La colossale ombra del padre non rappresenta infatti un ostacolo per il regista, il quale riesce a dare sfogo alle sue idee estetico-sensoriali attraverso un gioco d’insieme davvero formidabile. Ecco che la leggenda Daniel diventa uno degli elementi nella composizione della scena, sicuramente con un notevole peso ed approccio emotivo, ma non l’unica fonte d’interesse. Il regista rende infatti palese la sua passione verso la pittura, con Anemone che mette a segno una serie di immagini mozzafiato, in un perfetto incontro tra il potenziale scenico delle ambientazioni e la precisa direzione fotografica di Ben Fordesman (Santa Maud, Love Lies Bleeding).
Istantanee e momenti ripresi con mano ferma, lenta, per enfatizzare l’impatto estetico ed emotivo oltre che per dare via libera a Daniel Day-Lewis. Ecco che, ogni ricercato piano sequenza ed inquadratura, diventa un assist troppo ghiotto all’attore per continuare a dimostrare di saper ancora fare il proprio lavoro ed essere il migliore.

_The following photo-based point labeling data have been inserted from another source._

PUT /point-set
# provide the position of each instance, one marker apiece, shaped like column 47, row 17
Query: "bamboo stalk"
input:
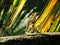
column 45, row 13
column 54, row 25
column 19, row 8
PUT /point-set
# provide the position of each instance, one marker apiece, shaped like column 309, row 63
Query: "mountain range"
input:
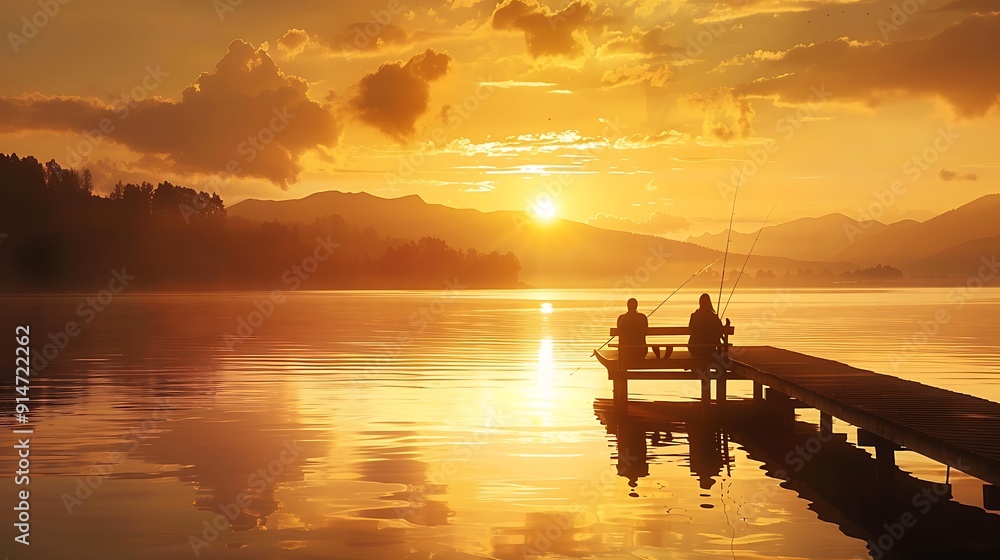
column 566, row 253
column 555, row 253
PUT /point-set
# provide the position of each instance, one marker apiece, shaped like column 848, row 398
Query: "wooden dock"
column 952, row 428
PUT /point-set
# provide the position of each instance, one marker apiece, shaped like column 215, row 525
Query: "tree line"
column 60, row 235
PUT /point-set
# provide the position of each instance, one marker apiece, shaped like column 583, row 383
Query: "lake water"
column 436, row 424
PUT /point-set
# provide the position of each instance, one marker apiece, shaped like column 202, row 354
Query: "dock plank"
column 953, row 428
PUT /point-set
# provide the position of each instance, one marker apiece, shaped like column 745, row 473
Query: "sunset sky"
column 627, row 108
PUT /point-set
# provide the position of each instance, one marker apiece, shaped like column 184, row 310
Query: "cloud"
column 293, row 42
column 952, row 175
column 507, row 84
column 649, row 43
column 393, row 97
column 959, row 65
column 662, row 138
column 245, row 118
column 655, row 75
column 726, row 10
column 366, row 38
column 551, row 33
column 722, row 104
column 657, row 224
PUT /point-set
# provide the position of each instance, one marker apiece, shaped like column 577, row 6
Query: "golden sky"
column 643, row 110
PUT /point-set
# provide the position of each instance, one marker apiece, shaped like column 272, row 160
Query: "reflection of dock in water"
column 866, row 498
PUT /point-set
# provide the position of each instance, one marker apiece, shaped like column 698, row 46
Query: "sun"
column 544, row 210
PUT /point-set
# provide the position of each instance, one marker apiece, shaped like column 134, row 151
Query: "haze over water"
column 433, row 424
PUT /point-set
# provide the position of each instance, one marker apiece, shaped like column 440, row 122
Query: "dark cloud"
column 393, row 97
column 953, row 175
column 551, row 33
column 959, row 65
column 245, row 118
column 657, row 224
column 726, row 115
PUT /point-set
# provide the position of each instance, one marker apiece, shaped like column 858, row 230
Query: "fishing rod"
column 692, row 277
column 746, row 260
column 729, row 236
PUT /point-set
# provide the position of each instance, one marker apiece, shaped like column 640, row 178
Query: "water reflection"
column 461, row 437
column 896, row 514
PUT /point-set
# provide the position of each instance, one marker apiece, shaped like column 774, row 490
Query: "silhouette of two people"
column 704, row 341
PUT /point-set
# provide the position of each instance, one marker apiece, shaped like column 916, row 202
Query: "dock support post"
column 620, row 395
column 783, row 403
column 885, row 461
column 825, row 423
column 991, row 497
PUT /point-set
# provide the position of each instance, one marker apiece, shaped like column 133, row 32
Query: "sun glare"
column 545, row 210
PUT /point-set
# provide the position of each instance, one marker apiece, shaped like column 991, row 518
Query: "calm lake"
column 434, row 424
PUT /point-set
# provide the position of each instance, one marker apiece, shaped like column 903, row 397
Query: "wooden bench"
column 678, row 364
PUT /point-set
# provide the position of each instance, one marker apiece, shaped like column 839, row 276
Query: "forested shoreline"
column 57, row 235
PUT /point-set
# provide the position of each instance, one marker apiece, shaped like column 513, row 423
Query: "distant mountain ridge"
column 557, row 253
column 906, row 243
column 821, row 238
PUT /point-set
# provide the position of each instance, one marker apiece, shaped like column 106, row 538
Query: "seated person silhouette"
column 706, row 330
column 632, row 327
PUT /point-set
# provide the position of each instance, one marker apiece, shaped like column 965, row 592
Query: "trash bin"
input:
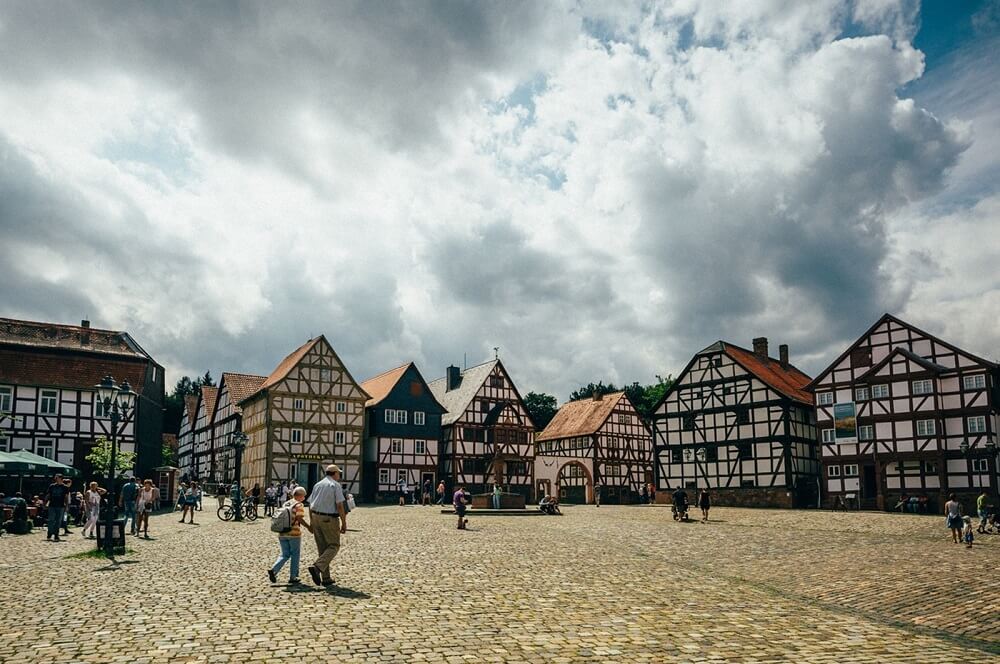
column 117, row 533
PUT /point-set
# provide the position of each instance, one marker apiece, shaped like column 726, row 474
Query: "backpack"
column 281, row 521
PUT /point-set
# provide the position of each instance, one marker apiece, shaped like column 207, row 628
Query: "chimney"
column 453, row 378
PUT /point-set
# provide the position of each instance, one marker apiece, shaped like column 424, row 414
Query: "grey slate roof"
column 457, row 401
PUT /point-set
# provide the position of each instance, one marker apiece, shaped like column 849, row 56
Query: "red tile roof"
column 379, row 386
column 241, row 386
column 787, row 380
column 580, row 418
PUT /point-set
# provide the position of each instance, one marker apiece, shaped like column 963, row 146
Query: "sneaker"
column 314, row 573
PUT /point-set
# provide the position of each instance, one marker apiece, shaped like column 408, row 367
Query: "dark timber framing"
column 739, row 423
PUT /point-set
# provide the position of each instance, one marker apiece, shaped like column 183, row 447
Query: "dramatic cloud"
column 599, row 190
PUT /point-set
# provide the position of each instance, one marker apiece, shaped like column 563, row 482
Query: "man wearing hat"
column 326, row 508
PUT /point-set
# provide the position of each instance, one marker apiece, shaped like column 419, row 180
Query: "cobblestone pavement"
column 611, row 584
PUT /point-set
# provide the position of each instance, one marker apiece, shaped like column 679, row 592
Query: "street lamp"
column 237, row 441
column 119, row 402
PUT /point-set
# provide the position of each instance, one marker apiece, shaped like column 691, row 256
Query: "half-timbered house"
column 201, row 448
column 402, row 433
column 487, row 433
column 740, row 423
column 185, row 436
column 903, row 412
column 600, row 439
column 47, row 377
column 308, row 413
column 227, row 419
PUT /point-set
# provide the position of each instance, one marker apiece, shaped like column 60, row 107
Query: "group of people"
column 327, row 522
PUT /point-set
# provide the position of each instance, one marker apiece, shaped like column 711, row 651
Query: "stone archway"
column 574, row 483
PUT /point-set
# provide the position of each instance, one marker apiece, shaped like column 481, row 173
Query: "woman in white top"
column 144, row 505
column 92, row 505
column 953, row 517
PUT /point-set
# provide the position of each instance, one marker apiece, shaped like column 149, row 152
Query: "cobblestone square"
column 610, row 584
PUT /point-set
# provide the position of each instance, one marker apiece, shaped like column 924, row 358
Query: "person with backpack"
column 286, row 522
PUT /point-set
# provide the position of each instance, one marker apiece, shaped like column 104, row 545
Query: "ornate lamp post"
column 119, row 402
column 237, row 441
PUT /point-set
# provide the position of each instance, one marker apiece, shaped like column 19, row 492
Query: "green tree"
column 100, row 458
column 542, row 408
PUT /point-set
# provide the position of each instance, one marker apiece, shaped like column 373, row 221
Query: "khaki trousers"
column 326, row 532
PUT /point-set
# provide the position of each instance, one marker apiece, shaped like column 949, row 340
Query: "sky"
column 598, row 189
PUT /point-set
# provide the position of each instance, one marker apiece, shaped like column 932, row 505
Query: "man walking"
column 326, row 507
column 57, row 499
column 129, row 494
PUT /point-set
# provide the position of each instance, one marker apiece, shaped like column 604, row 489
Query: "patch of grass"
column 95, row 553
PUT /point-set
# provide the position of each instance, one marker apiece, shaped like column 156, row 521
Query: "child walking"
column 291, row 541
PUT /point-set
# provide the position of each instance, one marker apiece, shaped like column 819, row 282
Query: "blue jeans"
column 130, row 512
column 291, row 547
column 55, row 520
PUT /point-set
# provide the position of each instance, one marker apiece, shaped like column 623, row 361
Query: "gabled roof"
column 456, row 401
column 908, row 354
column 208, row 396
column 240, row 386
column 889, row 317
column 70, row 337
column 286, row 365
column 580, row 418
column 378, row 387
column 787, row 380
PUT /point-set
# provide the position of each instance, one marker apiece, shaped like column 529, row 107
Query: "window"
column 976, row 382
column 977, row 424
column 49, row 402
column 861, row 357
column 45, row 448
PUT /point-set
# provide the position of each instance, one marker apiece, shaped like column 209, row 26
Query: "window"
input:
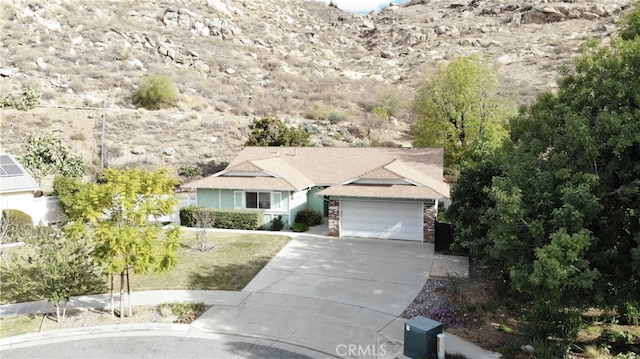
column 261, row 200
column 276, row 199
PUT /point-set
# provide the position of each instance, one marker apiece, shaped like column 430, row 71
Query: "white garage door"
column 395, row 220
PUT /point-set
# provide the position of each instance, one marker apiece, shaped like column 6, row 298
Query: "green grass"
column 22, row 324
column 229, row 263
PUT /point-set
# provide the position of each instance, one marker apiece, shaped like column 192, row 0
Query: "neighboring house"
column 378, row 192
column 17, row 187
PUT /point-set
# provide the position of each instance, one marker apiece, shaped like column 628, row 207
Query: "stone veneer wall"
column 334, row 218
column 429, row 230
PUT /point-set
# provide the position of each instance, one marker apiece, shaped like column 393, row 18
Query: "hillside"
column 232, row 61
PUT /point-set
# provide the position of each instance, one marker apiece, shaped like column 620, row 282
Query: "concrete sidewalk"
column 323, row 295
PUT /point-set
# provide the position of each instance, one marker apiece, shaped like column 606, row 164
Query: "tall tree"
column 563, row 216
column 119, row 209
column 460, row 108
column 54, row 268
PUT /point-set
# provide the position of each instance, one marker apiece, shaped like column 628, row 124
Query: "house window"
column 276, row 198
column 260, row 200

Mettendo momentaneamente da parte l’inevitabile elefante nella stanza, non ci si può dimenticare del comprimario di Anemone. Assieme al 3 volte premio Oscar, Sean Bean regge perfettamente la condivisione della scena, per due prove non soltanto emotivamente incisive, ma anche fisicamente performanti specialmente per un’età che non sembra passare.
I due protagonisti principali sono dunque incredibili ed il regista riesce alla perfezione ad immetterli in uno spazio fotoscenografico che riserva continuamente gioie per gli occhi. Ma in Anemone vi è anche un altro elemento che permette al film di acquisire un’impronta artistica e sensoriale definitiva, ovvero la potentissima colonna sonora di Bobby Krlic. Lo stretto collaboratore di Ari Aster (Midsommar, Beau ha paura, Eddington) rende onore a quell’aura biblica sopracitata, rendendo visibile una storia di fantasmi nel proprio armadio anche ad occhi chiusi.

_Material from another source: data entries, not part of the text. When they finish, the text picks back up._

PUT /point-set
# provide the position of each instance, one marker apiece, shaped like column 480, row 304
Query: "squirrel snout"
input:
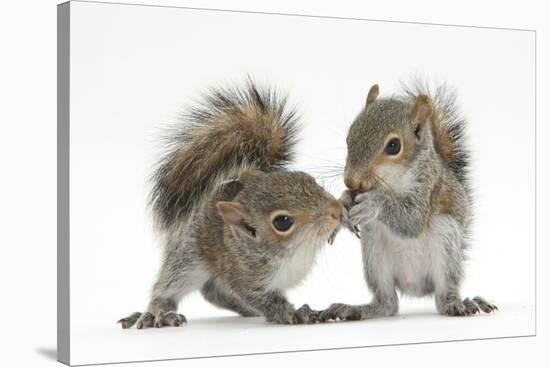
column 354, row 184
column 335, row 210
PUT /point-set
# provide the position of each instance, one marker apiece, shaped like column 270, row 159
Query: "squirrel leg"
column 274, row 306
column 168, row 290
column 447, row 277
column 381, row 306
column 218, row 295
column 450, row 303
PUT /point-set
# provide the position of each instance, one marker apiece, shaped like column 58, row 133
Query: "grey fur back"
column 232, row 129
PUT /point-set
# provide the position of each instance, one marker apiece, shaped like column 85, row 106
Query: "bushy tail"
column 231, row 130
column 450, row 137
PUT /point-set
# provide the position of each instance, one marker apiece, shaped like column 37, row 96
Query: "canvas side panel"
column 63, row 110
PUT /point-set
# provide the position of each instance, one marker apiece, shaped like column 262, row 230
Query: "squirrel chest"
column 291, row 270
column 414, row 265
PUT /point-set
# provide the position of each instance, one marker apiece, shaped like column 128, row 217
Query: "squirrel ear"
column 420, row 113
column 235, row 214
column 373, row 94
column 245, row 175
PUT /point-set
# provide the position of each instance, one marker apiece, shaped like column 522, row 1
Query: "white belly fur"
column 414, row 265
column 291, row 271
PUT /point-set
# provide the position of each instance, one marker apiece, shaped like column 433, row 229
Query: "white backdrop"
column 132, row 69
column 28, row 136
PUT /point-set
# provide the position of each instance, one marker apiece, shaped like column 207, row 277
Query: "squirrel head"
column 384, row 140
column 281, row 208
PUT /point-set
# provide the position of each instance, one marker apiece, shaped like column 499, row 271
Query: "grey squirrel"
column 241, row 241
column 408, row 191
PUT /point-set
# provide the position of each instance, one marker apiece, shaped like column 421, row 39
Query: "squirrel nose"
column 336, row 210
column 353, row 184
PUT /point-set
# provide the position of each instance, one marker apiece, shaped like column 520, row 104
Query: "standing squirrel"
column 241, row 241
column 409, row 194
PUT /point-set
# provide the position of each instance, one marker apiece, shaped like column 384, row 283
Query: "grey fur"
column 241, row 264
column 419, row 215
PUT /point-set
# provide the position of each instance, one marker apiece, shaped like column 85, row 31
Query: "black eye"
column 283, row 223
column 393, row 147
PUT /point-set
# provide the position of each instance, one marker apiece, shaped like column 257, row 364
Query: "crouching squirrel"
column 236, row 224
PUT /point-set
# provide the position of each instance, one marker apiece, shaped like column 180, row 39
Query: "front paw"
column 146, row 320
column 366, row 208
column 468, row 307
column 340, row 311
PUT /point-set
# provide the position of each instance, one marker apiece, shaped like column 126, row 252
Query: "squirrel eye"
column 283, row 223
column 393, row 147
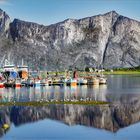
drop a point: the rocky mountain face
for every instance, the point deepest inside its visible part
(109, 41)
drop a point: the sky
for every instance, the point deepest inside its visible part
(48, 12)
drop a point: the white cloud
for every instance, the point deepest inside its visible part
(5, 2)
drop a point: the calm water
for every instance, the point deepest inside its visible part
(117, 121)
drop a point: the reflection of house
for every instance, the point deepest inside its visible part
(109, 117)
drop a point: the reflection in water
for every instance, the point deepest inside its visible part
(123, 111)
(109, 117)
(53, 92)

In conclusione, Anemone è uno dei film più attesi del 2025, in virtù del celebrato ritorno sul grande schermo di una leggenda del cinema. Un fattore che avrebbe potuto rappresentare una pericolosa sfida ed una pesante ombra da ereditare per il figlio Ronan che, invece, fa completamente suo il film inserendo la star all’interno del suo mondo. Il film offre un’esperienza sensoriale davvero formidabile, legando assieme la spessa emotività dei due protagonisti al quadro estetico-sonoro della messa in scena.